This post is the systems side of the transactional outbox pattern that closed that gap, the at-least-once repeats it opened in return, and finally encrypting the personal data that flows through the event at the field level. I wrote the decision-chain side as a log on muhammetsafak.com.tr; here I collect the decisions you have to make for the pattern to be durable in production.

Dual-write: you can’t stretch a transaction across two systems

The crux in one sentence: your local database transaction doesn’t cover RabbitMQ. The classic code is dangerous because it works most of the time:

DB::transaction(function () use ($invoice) {
    $invoice->save();                 // 1) write to MySQL
    $this->publishToRabbit($invoice); // 2) publish to the queue
});

There are two distinct failure modes:

save() succeeds, publish drops on a network error → the invoice is in the DB, the event isn’t. Lost event.
publish succeeds, then the transaction rollbacks for another reason → the event went out, no counterpart in the DB. Phantom event.

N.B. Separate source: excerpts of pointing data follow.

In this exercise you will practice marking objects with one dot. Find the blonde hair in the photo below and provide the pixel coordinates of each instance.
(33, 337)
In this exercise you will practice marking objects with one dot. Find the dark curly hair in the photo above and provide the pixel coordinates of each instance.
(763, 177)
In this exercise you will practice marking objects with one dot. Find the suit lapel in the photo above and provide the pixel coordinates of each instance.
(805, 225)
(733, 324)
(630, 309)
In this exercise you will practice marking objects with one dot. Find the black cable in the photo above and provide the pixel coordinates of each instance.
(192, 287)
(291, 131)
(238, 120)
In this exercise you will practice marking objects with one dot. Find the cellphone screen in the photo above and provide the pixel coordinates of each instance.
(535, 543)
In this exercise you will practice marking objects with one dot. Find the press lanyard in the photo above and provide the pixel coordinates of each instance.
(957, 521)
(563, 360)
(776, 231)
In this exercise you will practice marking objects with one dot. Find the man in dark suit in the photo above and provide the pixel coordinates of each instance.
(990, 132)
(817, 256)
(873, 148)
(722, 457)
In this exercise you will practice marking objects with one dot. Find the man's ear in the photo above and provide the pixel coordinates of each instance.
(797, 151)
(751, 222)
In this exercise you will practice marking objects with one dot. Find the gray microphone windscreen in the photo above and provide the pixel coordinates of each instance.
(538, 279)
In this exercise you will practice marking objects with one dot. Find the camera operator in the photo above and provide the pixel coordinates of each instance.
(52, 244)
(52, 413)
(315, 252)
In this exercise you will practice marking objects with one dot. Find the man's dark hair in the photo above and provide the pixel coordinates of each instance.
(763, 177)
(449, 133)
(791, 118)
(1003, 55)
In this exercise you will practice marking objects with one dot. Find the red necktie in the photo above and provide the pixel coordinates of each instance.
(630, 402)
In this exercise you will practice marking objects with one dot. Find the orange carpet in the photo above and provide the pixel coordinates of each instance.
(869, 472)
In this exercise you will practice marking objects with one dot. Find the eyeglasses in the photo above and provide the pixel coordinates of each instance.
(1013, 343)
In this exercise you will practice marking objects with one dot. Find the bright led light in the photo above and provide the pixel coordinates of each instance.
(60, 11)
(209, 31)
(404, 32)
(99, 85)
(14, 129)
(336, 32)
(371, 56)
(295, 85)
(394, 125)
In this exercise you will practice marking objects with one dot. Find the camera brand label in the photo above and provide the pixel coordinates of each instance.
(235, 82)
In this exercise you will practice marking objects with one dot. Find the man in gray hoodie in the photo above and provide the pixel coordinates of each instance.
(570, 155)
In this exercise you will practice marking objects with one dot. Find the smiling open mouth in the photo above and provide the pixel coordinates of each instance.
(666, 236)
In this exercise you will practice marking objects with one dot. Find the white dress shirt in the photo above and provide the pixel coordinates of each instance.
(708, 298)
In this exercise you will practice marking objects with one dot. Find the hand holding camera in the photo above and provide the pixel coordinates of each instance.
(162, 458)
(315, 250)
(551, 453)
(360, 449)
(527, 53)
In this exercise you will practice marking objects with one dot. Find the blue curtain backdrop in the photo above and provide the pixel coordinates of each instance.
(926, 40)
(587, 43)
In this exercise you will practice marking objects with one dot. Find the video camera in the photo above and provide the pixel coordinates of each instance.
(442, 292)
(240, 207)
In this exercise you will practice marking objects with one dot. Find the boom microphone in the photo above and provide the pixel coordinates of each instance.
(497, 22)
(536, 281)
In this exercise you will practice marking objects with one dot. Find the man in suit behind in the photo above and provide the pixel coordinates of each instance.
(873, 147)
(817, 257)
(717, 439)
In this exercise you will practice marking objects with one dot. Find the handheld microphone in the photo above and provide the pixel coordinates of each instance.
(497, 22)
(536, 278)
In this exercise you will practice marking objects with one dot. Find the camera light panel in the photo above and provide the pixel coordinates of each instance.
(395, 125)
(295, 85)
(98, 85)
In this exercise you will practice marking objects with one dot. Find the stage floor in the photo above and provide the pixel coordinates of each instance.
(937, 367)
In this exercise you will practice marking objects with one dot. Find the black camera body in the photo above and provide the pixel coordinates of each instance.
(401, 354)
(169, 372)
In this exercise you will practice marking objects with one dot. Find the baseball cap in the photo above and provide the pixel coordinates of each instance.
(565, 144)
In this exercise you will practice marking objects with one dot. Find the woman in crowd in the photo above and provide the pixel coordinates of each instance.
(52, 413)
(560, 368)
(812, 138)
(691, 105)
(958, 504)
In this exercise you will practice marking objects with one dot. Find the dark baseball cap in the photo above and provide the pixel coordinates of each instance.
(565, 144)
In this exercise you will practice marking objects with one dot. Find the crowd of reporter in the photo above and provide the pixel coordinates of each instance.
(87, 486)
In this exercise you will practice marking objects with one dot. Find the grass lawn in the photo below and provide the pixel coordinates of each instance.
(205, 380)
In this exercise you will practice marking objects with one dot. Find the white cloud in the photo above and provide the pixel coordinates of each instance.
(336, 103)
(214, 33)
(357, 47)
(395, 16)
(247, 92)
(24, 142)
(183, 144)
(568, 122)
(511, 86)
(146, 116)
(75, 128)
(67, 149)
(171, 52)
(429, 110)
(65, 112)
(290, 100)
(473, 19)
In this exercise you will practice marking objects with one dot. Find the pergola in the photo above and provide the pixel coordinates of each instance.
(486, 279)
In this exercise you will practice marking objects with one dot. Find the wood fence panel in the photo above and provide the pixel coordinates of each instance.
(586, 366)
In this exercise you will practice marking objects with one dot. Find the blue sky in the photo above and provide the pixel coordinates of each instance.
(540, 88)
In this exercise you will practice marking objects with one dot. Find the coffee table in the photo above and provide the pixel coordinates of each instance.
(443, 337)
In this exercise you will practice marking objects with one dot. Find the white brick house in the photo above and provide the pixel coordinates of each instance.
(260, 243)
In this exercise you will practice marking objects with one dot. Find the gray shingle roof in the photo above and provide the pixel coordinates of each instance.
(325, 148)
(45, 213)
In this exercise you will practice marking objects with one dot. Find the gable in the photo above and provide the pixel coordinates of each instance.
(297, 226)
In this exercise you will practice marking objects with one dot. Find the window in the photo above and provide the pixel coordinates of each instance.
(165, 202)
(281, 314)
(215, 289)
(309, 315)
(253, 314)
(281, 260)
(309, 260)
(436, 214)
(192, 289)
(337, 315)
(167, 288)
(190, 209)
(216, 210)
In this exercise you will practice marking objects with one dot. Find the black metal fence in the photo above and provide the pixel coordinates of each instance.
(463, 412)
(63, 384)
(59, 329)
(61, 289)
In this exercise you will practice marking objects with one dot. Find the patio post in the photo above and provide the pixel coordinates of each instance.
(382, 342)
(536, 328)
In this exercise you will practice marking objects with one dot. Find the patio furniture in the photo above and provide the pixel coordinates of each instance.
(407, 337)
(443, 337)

DB::transaction doesn’t save you, because commit/rollback only wraps the MySQL side; the broker isn’t part of that transaction. The practical way to hold two systems in one atomic step is to reduce the write to a single system.

Outbox: write to one system first, let a separate process publish

The idea is plain: instead of pushing the message straight to the queue, write it as a row into an outbox table inside the same transaction. The invoice and the event either both exist or both don’t, in the same commit — dual-write collapses into a single write.

CREATE TABLE outbox (
    id            BINARY(16)   NOT NULL,        -- event id = idempotency key
    aggregate_id  BIGINT       NOT NULL,        -- ordering and partition key
    topic         VARCHAR(120) NOT NULL,
    payload       JSON         NOT NULL,
    status        ENUM('pending','published') NOT NULL DEFAULT 'pending',
    created_at    DATETIME(6)  NOT NULL,
    published_at  DATETIME(6)  NULL,
    PRIMARY KEY (id),
    KEY idx_dispatch (status, created_at)        -- the relay scan goes through this index
);

The write is no longer the business code’s concern:

DB::transaction(function () use ($invoice) {
    $invoice->save();
    Outbox::write('invoice.issued', $invoice->id, $this->payload($invoice));
});

A separate relay does the queue push: it reads the pending rows, publishes them to RabbitMQ, and stamps them published on success. The critical fact here: the relay can fall into the “I published but crashed before stamping it published” state. So while the outbox solves dual-write, it gives you no free guarantee — it gives you at-least-once. The message isn’t lost, but it can repeat. Everything else arranges itself around this fact.

How do you feed the relay: polling or CDC?

The relay can see pending rows two ways.

Polling — the relay scans the table periodically:

SELECT id, topic, payload
FROM outbox
WHERE status = 'pending'
ORDER BY created_at
LIMIT 100;

Simple, works on every database, low operational overhead. The cost is two things: latency up to the scan interval (a 1 s poll = ~1 s of queue latency) and an idling query. Without the idx_dispatch index this scan gets expensive as the table grows; even with it, you trade poll frequency against DB load. At small-to-medium volume, polling is the right answer — tune it frequent enough to keep latency acceptable, sparse enough not to hammer the DB (in practice 200ms–1s).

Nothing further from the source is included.